Je savais qui elle était, elle venait souvent nous rendre visite pour discuter et nous embêter un peu, rajouter de nouvelles acquisitions, présenter de nouveaux membres qui sortent des ombres mais paraissent presque là depuis toujours ensuite. Mais je me demandais pourquoi elle venait. Pourquoi elle nous avait créé. Pourquoi nous étions ainsi.
Disons que je ne m'attendais pas à avoir un semblant de réponse aujourd'hui.

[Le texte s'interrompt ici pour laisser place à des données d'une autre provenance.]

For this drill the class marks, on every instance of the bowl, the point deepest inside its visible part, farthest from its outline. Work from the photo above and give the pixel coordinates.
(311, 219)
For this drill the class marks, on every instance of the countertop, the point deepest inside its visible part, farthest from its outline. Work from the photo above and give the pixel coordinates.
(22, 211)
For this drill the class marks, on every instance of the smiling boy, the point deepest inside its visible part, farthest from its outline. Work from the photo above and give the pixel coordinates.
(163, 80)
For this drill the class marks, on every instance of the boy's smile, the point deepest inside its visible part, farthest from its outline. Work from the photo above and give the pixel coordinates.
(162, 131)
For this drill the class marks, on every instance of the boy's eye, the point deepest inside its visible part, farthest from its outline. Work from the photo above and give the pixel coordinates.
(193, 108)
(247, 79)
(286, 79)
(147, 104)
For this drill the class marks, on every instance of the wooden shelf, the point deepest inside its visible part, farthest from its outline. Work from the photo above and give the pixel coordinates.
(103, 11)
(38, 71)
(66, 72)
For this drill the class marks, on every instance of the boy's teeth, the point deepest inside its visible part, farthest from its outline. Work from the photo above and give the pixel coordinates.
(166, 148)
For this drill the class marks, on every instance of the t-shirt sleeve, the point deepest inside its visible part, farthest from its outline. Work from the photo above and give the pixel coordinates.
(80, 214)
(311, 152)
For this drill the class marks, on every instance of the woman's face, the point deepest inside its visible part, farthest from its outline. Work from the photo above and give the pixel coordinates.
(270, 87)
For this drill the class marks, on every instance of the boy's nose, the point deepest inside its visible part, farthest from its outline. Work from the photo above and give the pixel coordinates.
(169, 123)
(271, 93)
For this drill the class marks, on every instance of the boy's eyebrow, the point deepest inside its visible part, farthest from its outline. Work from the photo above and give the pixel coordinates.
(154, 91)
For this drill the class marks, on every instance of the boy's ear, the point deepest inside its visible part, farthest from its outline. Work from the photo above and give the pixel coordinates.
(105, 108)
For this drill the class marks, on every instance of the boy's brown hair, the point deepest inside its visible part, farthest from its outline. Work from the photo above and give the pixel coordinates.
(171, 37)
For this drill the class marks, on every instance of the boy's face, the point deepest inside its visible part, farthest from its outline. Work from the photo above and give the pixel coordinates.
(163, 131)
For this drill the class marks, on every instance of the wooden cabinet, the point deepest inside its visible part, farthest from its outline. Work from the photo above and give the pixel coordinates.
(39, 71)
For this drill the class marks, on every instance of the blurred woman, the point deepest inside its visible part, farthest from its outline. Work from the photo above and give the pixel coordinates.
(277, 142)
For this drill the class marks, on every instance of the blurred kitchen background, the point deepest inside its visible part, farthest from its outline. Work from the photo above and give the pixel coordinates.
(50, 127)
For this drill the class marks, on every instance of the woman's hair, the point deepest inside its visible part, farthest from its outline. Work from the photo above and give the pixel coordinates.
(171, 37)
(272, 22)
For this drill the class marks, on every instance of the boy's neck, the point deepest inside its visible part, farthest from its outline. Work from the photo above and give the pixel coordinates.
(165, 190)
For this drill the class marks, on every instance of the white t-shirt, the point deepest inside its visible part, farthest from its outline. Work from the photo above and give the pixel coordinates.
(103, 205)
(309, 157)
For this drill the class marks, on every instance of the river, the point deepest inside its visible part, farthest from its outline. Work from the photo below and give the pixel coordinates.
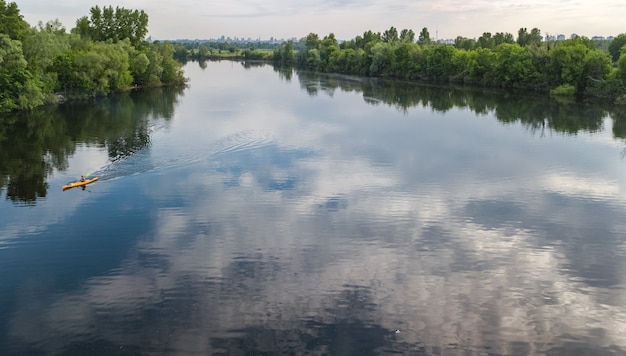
(267, 211)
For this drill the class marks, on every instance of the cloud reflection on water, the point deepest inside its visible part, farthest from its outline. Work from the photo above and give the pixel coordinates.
(358, 246)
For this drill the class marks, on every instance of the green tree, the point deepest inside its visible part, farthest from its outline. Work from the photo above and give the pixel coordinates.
(114, 24)
(12, 23)
(503, 37)
(514, 66)
(18, 88)
(390, 35)
(524, 38)
(464, 43)
(424, 37)
(40, 49)
(615, 47)
(486, 41)
(407, 36)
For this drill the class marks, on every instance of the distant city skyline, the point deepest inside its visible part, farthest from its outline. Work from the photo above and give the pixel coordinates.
(445, 19)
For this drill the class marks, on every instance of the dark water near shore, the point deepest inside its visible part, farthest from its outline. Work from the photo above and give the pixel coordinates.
(260, 211)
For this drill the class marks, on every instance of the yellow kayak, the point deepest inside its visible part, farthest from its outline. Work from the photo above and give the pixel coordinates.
(79, 183)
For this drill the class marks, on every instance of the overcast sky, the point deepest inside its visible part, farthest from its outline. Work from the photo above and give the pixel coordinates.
(199, 19)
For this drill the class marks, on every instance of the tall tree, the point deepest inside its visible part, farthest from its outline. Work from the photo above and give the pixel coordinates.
(390, 35)
(114, 24)
(11, 22)
(407, 36)
(424, 37)
(616, 45)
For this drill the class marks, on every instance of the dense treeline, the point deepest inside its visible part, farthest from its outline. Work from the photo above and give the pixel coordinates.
(570, 67)
(204, 50)
(104, 53)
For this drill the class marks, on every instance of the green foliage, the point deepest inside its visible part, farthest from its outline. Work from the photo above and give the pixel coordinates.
(514, 66)
(496, 61)
(524, 38)
(564, 90)
(424, 37)
(114, 24)
(18, 88)
(12, 23)
(615, 47)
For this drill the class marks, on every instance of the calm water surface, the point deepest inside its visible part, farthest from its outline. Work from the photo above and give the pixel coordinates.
(267, 212)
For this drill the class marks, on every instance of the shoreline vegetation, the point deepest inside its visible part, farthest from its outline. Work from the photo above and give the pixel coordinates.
(576, 68)
(105, 53)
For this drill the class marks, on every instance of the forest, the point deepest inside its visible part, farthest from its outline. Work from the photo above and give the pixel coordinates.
(104, 53)
(574, 67)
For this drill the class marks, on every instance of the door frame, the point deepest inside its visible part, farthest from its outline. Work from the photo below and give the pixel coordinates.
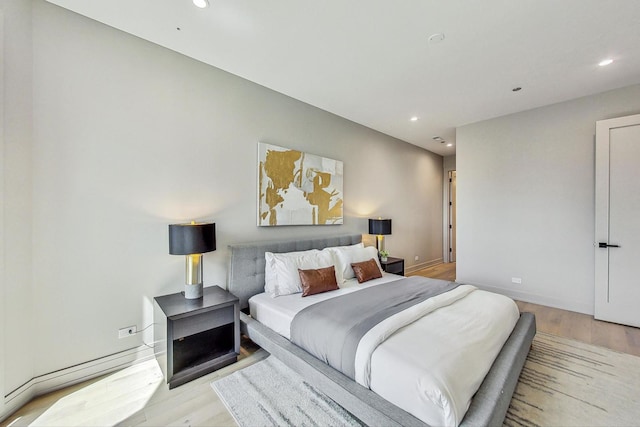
(451, 218)
(602, 310)
(449, 164)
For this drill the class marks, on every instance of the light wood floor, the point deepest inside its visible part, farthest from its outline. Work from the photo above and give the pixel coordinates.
(568, 324)
(196, 403)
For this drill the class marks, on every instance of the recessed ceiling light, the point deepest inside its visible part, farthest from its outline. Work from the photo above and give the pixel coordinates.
(436, 38)
(201, 3)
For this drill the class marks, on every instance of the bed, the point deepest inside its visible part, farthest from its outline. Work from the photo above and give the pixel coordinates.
(490, 402)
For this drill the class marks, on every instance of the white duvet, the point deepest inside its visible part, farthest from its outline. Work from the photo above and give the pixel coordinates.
(429, 359)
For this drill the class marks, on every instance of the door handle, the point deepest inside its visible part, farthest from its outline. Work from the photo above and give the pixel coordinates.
(606, 245)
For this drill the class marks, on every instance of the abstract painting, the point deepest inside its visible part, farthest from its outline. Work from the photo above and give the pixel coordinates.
(297, 188)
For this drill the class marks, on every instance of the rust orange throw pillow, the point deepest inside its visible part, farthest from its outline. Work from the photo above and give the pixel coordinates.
(366, 270)
(318, 281)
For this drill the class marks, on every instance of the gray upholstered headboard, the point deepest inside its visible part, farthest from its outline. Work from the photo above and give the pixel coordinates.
(246, 272)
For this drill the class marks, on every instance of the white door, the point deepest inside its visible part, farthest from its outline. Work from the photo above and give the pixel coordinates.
(617, 245)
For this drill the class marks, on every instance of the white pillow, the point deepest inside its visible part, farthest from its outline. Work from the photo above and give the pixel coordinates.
(343, 256)
(281, 270)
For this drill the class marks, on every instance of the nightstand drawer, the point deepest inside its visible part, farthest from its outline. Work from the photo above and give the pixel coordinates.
(393, 265)
(202, 322)
(395, 268)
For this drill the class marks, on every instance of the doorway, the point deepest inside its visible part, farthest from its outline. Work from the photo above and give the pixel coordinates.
(617, 236)
(452, 217)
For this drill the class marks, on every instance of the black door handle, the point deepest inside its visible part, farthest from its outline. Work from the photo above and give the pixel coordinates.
(606, 245)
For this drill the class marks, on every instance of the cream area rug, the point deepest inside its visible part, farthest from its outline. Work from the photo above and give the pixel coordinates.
(570, 383)
(564, 383)
(268, 393)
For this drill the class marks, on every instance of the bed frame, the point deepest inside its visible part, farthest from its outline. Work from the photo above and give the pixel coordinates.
(488, 407)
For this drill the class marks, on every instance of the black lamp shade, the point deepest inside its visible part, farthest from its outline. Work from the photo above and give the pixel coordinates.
(188, 239)
(380, 226)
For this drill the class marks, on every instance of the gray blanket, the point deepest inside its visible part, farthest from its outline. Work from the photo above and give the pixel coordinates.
(332, 329)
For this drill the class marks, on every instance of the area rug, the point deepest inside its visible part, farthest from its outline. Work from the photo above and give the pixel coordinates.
(570, 383)
(268, 393)
(564, 383)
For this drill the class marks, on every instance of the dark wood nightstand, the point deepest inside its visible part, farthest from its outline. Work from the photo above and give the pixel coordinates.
(393, 265)
(196, 336)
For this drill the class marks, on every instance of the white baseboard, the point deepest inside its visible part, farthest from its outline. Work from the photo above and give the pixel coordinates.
(577, 306)
(422, 265)
(72, 375)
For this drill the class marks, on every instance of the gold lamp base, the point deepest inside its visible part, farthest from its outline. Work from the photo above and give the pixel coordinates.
(193, 270)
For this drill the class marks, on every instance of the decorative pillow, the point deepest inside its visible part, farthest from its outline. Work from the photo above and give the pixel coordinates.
(366, 270)
(344, 256)
(318, 281)
(281, 270)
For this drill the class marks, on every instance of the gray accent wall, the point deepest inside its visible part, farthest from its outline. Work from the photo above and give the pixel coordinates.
(114, 139)
(526, 200)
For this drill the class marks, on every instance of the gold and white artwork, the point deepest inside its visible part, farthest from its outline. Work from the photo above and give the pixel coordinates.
(296, 188)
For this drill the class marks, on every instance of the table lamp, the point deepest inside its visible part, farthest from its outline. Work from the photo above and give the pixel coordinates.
(380, 227)
(192, 240)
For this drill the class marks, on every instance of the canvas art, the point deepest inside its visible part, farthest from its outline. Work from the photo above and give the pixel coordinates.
(296, 188)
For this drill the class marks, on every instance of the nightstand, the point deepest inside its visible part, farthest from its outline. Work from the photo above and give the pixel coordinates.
(196, 336)
(393, 265)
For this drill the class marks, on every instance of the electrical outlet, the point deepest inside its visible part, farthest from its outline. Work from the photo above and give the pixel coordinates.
(127, 332)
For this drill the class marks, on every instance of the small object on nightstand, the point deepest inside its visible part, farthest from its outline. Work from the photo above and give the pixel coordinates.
(393, 265)
(196, 336)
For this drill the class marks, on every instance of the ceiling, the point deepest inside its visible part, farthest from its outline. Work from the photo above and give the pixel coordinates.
(371, 61)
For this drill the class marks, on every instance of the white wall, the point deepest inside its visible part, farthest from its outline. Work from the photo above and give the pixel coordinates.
(2, 298)
(16, 239)
(129, 137)
(526, 199)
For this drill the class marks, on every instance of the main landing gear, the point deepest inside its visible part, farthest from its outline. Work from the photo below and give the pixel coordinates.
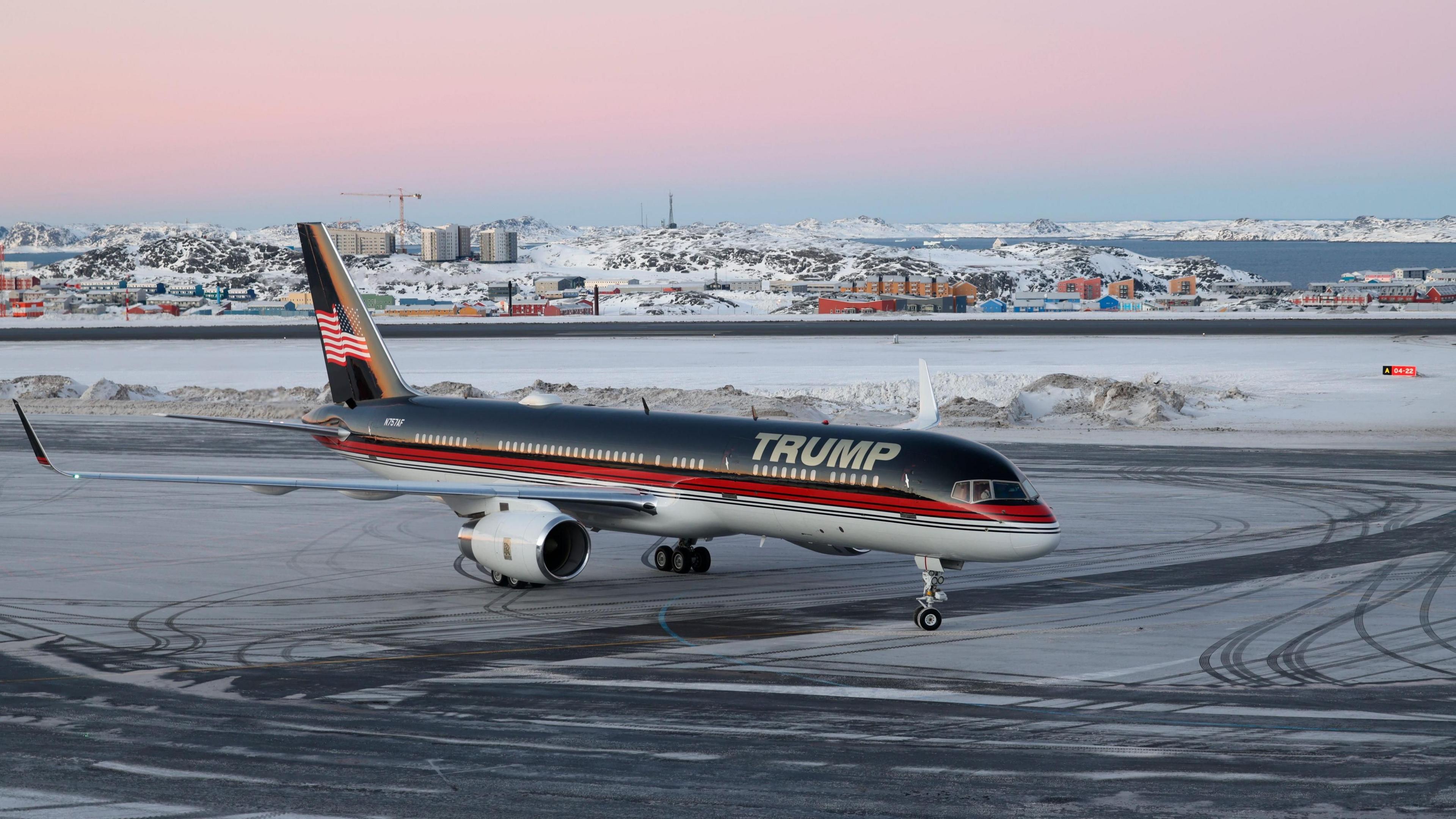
(683, 557)
(928, 617)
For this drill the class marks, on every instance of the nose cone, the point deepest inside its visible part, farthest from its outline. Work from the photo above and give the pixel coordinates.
(1037, 531)
(1031, 547)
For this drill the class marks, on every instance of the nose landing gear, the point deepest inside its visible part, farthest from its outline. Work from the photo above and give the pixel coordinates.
(928, 617)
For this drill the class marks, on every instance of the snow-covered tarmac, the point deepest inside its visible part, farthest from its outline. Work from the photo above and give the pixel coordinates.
(1291, 390)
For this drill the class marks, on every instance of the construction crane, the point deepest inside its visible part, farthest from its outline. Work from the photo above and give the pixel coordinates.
(401, 196)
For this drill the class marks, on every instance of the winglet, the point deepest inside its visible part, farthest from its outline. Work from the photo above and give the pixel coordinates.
(36, 442)
(929, 416)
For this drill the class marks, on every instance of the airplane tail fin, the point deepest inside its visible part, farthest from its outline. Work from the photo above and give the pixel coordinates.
(359, 363)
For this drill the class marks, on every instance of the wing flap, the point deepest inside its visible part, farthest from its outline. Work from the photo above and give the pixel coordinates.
(292, 426)
(367, 489)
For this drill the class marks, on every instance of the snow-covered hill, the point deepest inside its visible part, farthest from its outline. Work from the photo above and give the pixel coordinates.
(697, 253)
(193, 260)
(37, 237)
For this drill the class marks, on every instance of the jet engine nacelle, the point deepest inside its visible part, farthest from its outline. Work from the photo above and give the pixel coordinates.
(538, 547)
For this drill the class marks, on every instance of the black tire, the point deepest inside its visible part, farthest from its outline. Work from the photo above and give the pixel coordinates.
(682, 562)
(702, 559)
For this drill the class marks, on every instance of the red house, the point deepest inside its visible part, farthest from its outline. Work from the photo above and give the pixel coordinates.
(857, 305)
(544, 308)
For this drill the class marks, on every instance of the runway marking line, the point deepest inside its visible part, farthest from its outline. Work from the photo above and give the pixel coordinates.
(343, 661)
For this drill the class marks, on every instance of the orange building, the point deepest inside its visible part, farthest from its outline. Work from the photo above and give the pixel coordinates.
(1125, 289)
(1090, 289)
(913, 286)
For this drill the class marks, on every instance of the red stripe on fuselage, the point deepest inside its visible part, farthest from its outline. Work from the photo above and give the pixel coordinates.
(660, 477)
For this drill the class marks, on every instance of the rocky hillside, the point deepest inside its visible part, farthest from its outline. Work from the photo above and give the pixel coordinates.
(190, 259)
(733, 251)
(688, 254)
(30, 235)
(1359, 229)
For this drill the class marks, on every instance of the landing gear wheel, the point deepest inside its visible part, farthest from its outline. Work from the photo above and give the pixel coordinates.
(928, 618)
(682, 560)
(702, 559)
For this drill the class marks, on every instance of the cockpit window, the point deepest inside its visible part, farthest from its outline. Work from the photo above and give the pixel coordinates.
(982, 492)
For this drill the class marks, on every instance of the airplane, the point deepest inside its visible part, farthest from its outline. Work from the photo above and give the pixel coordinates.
(535, 479)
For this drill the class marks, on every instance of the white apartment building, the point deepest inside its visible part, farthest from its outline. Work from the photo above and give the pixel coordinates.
(499, 245)
(440, 244)
(362, 242)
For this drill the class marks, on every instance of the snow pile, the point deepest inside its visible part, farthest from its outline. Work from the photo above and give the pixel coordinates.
(446, 388)
(41, 387)
(111, 391)
(678, 304)
(1011, 400)
(309, 395)
(995, 400)
(1100, 401)
(723, 401)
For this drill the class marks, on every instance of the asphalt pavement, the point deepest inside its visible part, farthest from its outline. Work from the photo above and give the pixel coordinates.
(1266, 633)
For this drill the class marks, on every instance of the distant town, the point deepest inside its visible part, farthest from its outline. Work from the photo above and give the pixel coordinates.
(27, 295)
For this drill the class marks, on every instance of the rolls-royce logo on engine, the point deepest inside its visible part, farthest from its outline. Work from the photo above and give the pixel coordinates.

Réponse assez implicite qui me fut apportée lorsque je me suis senti, à mon tour, happé dans une dimension que je n'avais encore jamais ne serait-ce qu'entrevue, réservée au dieu créateur et donc techniquement à la jeune marionnettiste : l'Entre-Deux.
Elle me regardait, sans rien dire, un peu plus loin dans sa dimension personnelle, avec un air froid que je lui voyais rarement. L'air de quelqu'un qui veut tuer.
Et j'ai commencé à comprendre.
Sauf que je ne voulais pas. Qu'elle le veuille ou non, je n'étais pas un tueur. Juste un fou parfaitement conscient que ses sautes d'humeur peuvent être fatales aux autres.
Et même si tout ce que j'ai pu dire, tout ce que j'ai pu faire, n'ont pu la faire changer d'avis, j'étais bien décidé à ne pas foutre le bordel.
Elle faisait celle qui ne remarquait rien, mais je savais qu'elle savait. Elle savait toujours tout. Y compris ce que j'enfouissais le mieux.
Alors pourquoi? Pourquoi ne changeait-elle pas d'avis? Il était impossible de m'énerver en un claquement de doigts, alors pourquoi?
Toujours est-il que je me suis retrouvé, sans aucune réponse, dans l'univers mère en compagnie de la petite brune, assis, invisible aux yeux des autres, sur la chaise à côté d'elle, pendant qu'elle griffonnait sur une feuille, oublieuse du cours de philo qui se déroulait en l'instant même.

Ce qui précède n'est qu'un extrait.